People always said the mega-boom couldn't last forever, that stocks couldn't always gain 20 percent or more, and that not everyone could be a millionaire. But who really believed it? Well, here we are: With the big stock indexes limping toward their worst annual performances in years, this morning's papers bring a kind of crescendo of pessimism. Of course stocks are up this morning, but still, the Internet gold rush has long since morphed into the long dot-bummer, and keeping track of failed Web companies has become a national parlor game. The companies that many investors came to know more by their ticker symbols than by their actual businesses--MSFT, CSCO, DELL, INTC--are all dramatically off their highs. It's making people cranky. When the Fed didn't charge forward with a rate cut earlier this week, one CNBC pundit called this reticence "lugheaded." None of this is exactly news. But what really seems to be changing lately has less to do with earnings reports or the GNP than with a subtle shift in the culture behind the numbers: We're in transition to new era--suddenly we've become the after-boomers.

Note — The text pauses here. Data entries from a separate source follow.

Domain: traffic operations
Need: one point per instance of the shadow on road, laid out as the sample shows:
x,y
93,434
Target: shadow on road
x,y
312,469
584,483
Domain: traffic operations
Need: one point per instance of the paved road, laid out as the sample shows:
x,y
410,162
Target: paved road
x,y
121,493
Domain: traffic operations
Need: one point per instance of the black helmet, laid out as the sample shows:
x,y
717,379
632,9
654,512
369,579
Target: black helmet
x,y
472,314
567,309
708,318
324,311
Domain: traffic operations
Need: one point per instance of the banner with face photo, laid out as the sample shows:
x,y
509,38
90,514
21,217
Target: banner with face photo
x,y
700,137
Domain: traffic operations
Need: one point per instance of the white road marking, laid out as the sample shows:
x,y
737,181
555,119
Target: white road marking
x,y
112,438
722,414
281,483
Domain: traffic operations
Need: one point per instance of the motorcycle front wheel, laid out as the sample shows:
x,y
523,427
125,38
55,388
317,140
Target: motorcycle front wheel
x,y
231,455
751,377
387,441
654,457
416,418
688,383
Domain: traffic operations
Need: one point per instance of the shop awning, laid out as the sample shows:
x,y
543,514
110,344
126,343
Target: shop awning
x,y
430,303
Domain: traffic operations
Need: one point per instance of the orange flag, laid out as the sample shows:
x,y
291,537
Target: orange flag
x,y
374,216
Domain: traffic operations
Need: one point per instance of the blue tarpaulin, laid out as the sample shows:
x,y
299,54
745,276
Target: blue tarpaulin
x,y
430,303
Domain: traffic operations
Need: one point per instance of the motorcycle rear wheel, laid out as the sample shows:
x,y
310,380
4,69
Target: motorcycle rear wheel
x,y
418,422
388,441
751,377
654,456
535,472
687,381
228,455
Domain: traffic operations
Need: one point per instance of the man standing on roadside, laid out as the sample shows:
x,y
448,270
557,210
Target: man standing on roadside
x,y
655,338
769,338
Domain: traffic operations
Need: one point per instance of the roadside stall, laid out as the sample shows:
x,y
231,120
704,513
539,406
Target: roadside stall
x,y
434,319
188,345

But the truth is, the Dow is still more than 50 percent higher than it was when Alan Greenspan made his famous "irrational exuberance" speech just a few years ago. Investors whose experience in the market goes back more than, oh, 18 months have a pretty good chance of being ahead of the game. Most economic indicators still look a lot better than they did five or 10 years ago, and so far no one is predicting that the American GNP is due for a major contraction, just that it's going to grow more slowly than it has. Yet why does this sound so awful to us?
Our confidence built up only gradually, after years of reminding ourselves how tentatively the1990s started out and promising that we would not lose perspective. Back then, just having a job seemed like pretty good news. Then it took not just the job, but the early promotion to feel satisfied. Then it wasn't just the promotion but the calls from the headhunters and the counteroffers and the bonuses. Then the counteroffer wasn't enough, and it took the pile of options at a start-up. Finally it wasn't just the hot start-up job but the chance to sneer at those you left behind as a bunch of jealous and cowardly Cassandras who just didn't get it.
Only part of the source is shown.